The firm is not currently using all of its apprenticeship levy, and is ‘constantly investigating’ ways to increase the number of apprenticeships on offer – for example, by extending them to other areas of business such as IT, finance and marketing.
‘The biggest issue we face is around resource to set up and manage new apprenticeship programmes within the firm,’ says James Wilson, emerging talent business partner. ‘This is where more flexibility with the use of the levy pot would be beneficial, with firms being allowed to use a set amount towards providing this resource which could in turn allow for expansion of the apprenticeship programmes,’ he says.
Despite the drawbacks, demand for places dramatically outstrips supply. ‘The apprentice solicitor route is becoming increasingly popular year on year, both internally and externally. This year we received 500 applications for our 10 roles,’ Wilson says.
If candidates can’t afford to pay for the GDL and LPC, then they are potentially not going to enter the profession, and that affects the under-represented groups more than anyone else
Paul Gascoyne, Shearman & Sterling
This is down to a more general awareness of the apprenticeship opportunities within the legal sector and how to access them. ‘We spend a lot of time working with schools and colleges to promote the route as a genuine alternative to qualification,’ Wilson says. As more apprentices enter the profession, prospective applicants have ‘tangible’ examples of what is possible through this route.
Internally, teams are also seeing the ‘huge beneficial impact’ of apprentices. ‘To a certain extent, I think the introduction of the SQE has also helped increase the popularity of apprenticeships,’ according to Wilson. ‘The change has generated more discussion on entry into the profession and different routes available and therefore highlighted apprenticeships as an option.’
Linklaters is not currently offering legal apprenticeships, but Patrick McCann, global head of learning, says: ‘We are seeing more of them than we were, and certainly Deloitte are going into this space in a fairly big [way]. The market is moving pretty quickly.’
Last autumn, Deloitte’s legal arm (which was awarded an ABS licence in 2018 and now has a UK headcount of more than 200) launched solicitor apprenticeships as part of the wider firm’s ‘BrightStart’ scheme, as well as a new ‘SQE training contract’, which will not require the Legal Practice Course. Both are delivered by ULaw.
For those embracing apprenticeships, much is riding on the SQE. Paul Gascoyne, senior recruitment manager at Shearman & Sterling in London, says: ‘From a recruitment point of view, the SQE will allow more flexibility.

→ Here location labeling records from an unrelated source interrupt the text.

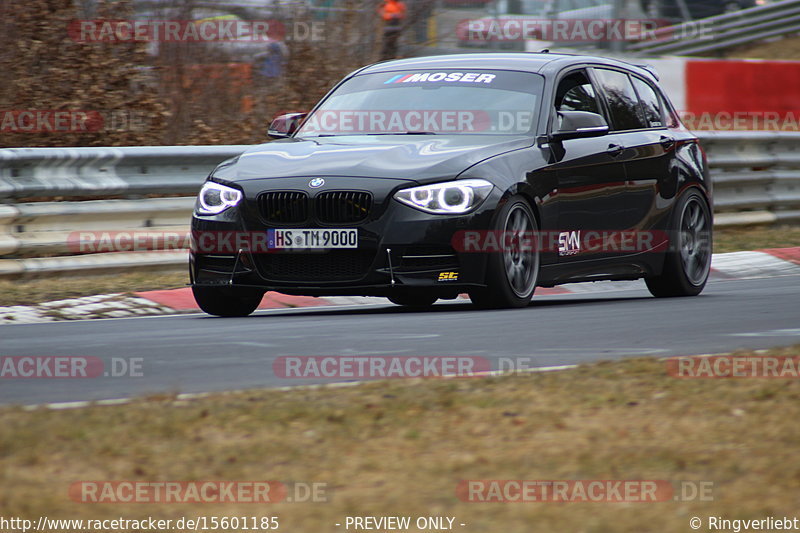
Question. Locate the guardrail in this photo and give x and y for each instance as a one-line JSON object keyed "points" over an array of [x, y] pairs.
{"points": [[756, 178], [723, 31]]}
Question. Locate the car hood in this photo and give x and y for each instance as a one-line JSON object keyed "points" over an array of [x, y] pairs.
{"points": [[413, 157]]}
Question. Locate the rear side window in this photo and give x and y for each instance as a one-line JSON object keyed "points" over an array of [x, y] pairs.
{"points": [[651, 104], [623, 103]]}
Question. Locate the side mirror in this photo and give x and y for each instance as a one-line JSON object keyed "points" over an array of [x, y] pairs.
{"points": [[285, 125], [579, 125]]}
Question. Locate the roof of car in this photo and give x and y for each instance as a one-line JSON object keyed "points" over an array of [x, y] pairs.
{"points": [[524, 61]]}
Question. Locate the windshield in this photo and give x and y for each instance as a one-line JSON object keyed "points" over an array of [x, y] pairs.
{"points": [[453, 102]]}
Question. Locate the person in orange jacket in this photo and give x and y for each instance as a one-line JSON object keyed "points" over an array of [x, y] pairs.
{"points": [[393, 13]]}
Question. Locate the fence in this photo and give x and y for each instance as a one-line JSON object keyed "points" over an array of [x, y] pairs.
{"points": [[49, 194]]}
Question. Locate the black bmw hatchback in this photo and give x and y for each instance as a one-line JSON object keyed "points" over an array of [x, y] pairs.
{"points": [[485, 174]]}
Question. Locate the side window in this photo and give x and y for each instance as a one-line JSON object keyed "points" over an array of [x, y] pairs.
{"points": [[575, 93], [623, 104], [651, 104]]}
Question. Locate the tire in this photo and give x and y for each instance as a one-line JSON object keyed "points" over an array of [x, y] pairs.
{"points": [[511, 274], [413, 298], [688, 260], [227, 301]]}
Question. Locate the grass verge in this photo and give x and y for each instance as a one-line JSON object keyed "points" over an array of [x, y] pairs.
{"points": [[401, 447]]}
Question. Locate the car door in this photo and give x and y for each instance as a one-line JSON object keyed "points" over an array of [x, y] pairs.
{"points": [[648, 145], [591, 175]]}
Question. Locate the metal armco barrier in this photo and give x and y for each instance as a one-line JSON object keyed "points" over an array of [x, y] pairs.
{"points": [[756, 179]]}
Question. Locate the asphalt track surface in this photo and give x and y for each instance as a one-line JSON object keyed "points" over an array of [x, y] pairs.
{"points": [[198, 353]]}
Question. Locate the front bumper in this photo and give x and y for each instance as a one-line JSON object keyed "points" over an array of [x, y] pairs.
{"points": [[398, 248]]}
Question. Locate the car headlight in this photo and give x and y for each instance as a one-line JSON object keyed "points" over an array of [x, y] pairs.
{"points": [[214, 198], [453, 197]]}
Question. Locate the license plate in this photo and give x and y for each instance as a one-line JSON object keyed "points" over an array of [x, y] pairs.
{"points": [[311, 239]]}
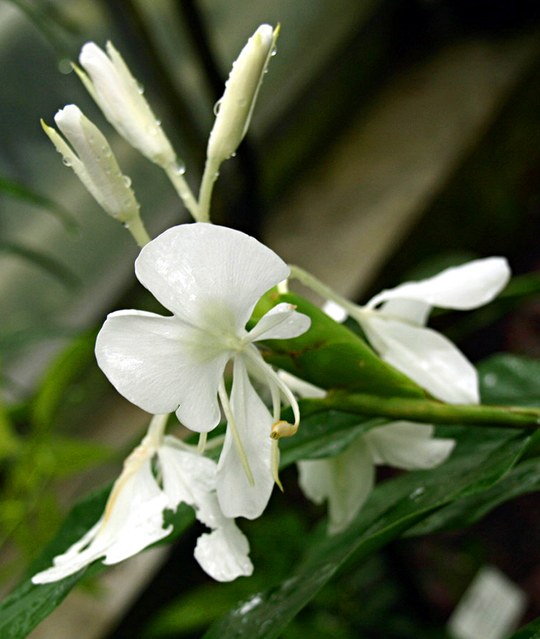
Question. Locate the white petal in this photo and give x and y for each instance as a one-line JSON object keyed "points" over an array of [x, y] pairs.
{"points": [[190, 478], [224, 553], [162, 365], [209, 275], [344, 480], [335, 311], [409, 311], [237, 497], [132, 521], [281, 322], [408, 445], [136, 519], [460, 287], [427, 357]]}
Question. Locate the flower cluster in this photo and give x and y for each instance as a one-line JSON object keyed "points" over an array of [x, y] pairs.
{"points": [[202, 362]]}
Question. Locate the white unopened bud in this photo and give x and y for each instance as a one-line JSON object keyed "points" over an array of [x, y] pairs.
{"points": [[120, 97], [91, 158], [235, 108]]}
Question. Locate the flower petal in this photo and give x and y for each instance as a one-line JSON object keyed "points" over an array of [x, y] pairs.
{"points": [[427, 357], [281, 322], [461, 287], [344, 480], [209, 275], [224, 553], [237, 497], [162, 365], [408, 445]]}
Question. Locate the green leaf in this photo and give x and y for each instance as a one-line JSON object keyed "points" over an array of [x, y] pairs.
{"points": [[481, 458], [43, 261], [331, 356], [21, 192], [509, 379], [530, 631]]}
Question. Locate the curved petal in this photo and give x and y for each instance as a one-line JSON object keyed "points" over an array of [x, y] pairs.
{"points": [[460, 287], [237, 497], [162, 365], [427, 357], [281, 322], [224, 553], [344, 480], [187, 477], [408, 445], [134, 521], [209, 275]]}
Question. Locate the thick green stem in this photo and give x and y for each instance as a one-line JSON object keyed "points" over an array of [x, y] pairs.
{"points": [[426, 410]]}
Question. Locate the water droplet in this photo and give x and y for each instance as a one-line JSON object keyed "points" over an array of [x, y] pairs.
{"points": [[418, 492], [179, 167]]}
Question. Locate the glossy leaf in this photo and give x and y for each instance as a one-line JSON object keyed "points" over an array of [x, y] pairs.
{"points": [[480, 459]]}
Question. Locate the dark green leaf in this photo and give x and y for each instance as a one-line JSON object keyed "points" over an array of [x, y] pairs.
{"points": [[509, 379], [480, 459], [530, 631]]}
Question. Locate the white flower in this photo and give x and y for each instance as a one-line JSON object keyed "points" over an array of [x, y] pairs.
{"points": [[236, 106], [347, 479], [210, 277], [92, 160], [119, 96], [394, 323], [133, 517]]}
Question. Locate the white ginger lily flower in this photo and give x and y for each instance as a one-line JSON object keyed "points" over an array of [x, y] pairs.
{"points": [[210, 277], [119, 96], [347, 479], [133, 517], [93, 161], [394, 322]]}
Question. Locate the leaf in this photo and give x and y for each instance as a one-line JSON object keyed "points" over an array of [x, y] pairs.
{"points": [[480, 459], [530, 631], [43, 261], [19, 191], [523, 479], [331, 356], [509, 379]]}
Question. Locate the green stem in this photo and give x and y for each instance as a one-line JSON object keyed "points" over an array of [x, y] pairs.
{"points": [[182, 188], [426, 410]]}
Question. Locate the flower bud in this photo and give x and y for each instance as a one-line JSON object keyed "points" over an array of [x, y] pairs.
{"points": [[119, 96], [241, 89], [92, 160]]}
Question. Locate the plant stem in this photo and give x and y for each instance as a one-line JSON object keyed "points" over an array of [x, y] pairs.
{"points": [[426, 410]]}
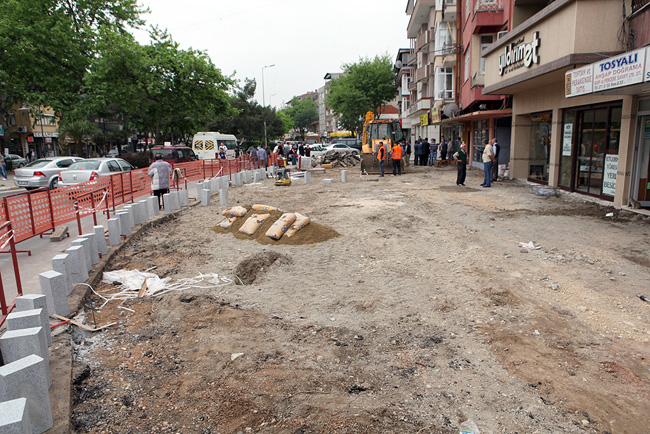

The current model is very rigid, you never really see candidates who haven’t studied in the same way… one of the big issues in the profession is that if candidates can’t afford to pay for the GDL and LPC, then they are potentially not going to enter the profession, and that affects the under-represented groups more than anyone else.’
Gascoyne is hopeful that the SQE will ‘open the law school market’, making it cheaper for aspiring solicitors to study and train. ‘At the moment, the market is really dominated by BPP and the University of Law, and essentially what they do is to match each other’s price, so the prices really just go up.’
For now, though, supporters of the SQE are having to be patient – even as sceptics urge further delays to implementation. The SQE is still subject to final approval from the Legal Services Board, and the SRA has said that it expects a decision from the LSB in late-2020.
In a report published in October, Chris Nichols, the LSB’s director of regulation and policy, said a number of ‘substantive issues’ were raised by the SRA’s first application (approved in March 2018), including concerns over quality, cost and accessibility of assessments, and equality and diversity. The LSB said the SRA must ‘fully address’ these and other issues raised by stakeholders in its next application, due to be submitted in July or August 2020.